Top Agencies Have Strategies to Weather Soft Market

Insurance Journal readers were reminded by our recent coverage on how agents are faring in the recession that the effects of the economic downturn vary by agency and region. Some agencies and customers are feeling the slowdown more than others.

But the soft market is a different animal. It spares no agency. Big or small, urban or rural, East or West, new or old— it attacks agencies of all stripes, biting into premiums and commissions.

Unlike other Top 100 lists of agencies and brokerages, the agencies in the Insurance Journal Top 100 Independent Agencies listing (in the April 21 issue) are privately-held businesses. Some of them understandably shy away from making their figures public, and this tendency is most evident at a time when a soft market shows premium volume down across the industry. It is entirely voluntary on their part whether to participate in this Top 100 listing and Insurance Journal editors have always appreciated the willingness of so many agencies to share some of the details of their success stories — in hard times as well as in soft.

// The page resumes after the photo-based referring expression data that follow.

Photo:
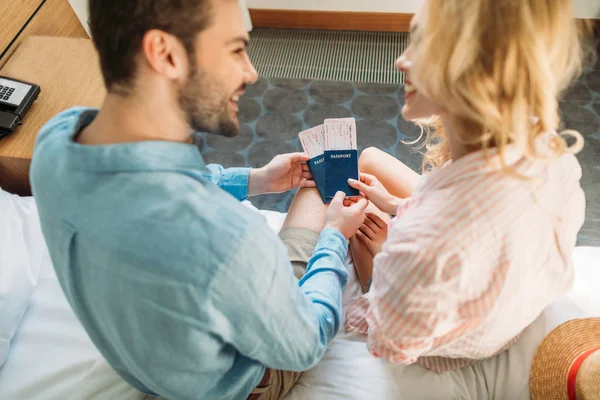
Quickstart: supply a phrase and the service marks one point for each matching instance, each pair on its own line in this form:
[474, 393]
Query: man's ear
[165, 54]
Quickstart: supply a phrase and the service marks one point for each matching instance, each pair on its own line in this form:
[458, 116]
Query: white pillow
[20, 259]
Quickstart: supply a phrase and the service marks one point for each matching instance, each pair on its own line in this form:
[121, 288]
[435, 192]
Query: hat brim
[555, 355]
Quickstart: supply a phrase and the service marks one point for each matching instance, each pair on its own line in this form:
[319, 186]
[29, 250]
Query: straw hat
[566, 365]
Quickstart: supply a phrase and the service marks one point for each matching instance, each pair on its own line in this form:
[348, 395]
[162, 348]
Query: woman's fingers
[377, 220]
[363, 238]
[371, 225]
[367, 231]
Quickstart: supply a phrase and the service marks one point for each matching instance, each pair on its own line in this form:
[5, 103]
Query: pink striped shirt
[471, 260]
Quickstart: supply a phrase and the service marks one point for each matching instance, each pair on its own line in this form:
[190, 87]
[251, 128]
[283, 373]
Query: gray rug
[273, 111]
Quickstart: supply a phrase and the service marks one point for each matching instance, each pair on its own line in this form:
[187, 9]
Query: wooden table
[67, 71]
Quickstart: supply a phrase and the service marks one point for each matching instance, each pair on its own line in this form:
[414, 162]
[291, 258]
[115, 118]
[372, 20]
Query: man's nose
[251, 74]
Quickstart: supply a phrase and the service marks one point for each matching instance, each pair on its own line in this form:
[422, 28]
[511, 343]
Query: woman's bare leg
[395, 176]
[400, 181]
[362, 256]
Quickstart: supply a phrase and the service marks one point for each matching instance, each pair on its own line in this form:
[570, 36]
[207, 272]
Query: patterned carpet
[273, 111]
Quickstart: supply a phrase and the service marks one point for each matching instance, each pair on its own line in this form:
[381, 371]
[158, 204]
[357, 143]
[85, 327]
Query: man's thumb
[358, 185]
[339, 197]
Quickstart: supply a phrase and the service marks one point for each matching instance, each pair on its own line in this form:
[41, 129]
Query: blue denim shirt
[185, 292]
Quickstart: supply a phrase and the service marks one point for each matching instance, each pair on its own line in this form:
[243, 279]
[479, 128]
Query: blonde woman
[481, 244]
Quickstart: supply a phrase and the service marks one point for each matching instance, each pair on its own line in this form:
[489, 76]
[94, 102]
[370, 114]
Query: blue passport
[340, 165]
[317, 169]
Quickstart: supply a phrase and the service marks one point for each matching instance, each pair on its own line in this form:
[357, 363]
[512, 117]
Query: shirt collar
[148, 155]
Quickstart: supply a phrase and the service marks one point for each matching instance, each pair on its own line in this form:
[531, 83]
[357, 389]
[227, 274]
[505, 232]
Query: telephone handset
[15, 99]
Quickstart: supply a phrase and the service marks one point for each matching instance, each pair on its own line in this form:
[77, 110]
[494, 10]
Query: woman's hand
[373, 233]
[373, 190]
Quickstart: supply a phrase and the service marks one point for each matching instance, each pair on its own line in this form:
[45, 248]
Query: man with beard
[186, 292]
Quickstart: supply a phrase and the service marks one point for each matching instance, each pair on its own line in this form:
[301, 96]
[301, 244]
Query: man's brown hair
[118, 27]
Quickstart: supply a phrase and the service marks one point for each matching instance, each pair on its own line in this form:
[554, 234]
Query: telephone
[15, 99]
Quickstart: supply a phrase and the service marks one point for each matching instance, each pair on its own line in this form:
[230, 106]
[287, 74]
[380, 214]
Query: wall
[582, 8]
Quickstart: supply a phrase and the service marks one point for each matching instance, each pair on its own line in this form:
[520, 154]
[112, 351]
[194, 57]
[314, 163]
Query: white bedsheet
[51, 356]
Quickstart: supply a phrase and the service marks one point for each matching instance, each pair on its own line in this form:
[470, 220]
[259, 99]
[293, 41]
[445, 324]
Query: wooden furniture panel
[14, 15]
[14, 175]
[55, 18]
[68, 72]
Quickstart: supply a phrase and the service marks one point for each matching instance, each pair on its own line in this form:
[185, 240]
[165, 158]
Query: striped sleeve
[413, 302]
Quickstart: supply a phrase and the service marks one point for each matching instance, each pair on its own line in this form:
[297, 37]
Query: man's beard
[205, 106]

While all agencies are bitten by the soft market, not all agencies are hurt equally. As this year’s Top 100 Independent Agency listing demonstrates, the largest agencies are also affected by the soft market but many of them have in place strategies that minimize the impact of insurance cycles.

Mainly, they have diversified their revenues enough so that when property/casualty premiums drop, other money streams fill in. Charging for risk control or other consulting services and selling employee benefits can help cushion the blow of a soft market.

The top agencies use the soft market as an opportunity to recommend coverages for new exposure that clients might not have considered in the past such as business interruption coverage. Or they recommend that it’s a good time to recognize that the customer’s business has grown and increased limits might be wise.

The top agencies take special care with the relationships they have with customers, educating them as to the reasons for the current soft market and preparing them for the time when it begins to harden and those falling premiums begin to level out and then rise. Because it will turn and those premiums will rise.

The lessons from the top are applicable no matter how large an agency is. The scale might be different but the sale is the same.

The most successful agencies did not get to the top by letting markets dictate to them; they took control of the situation. That’s how they stay there, too.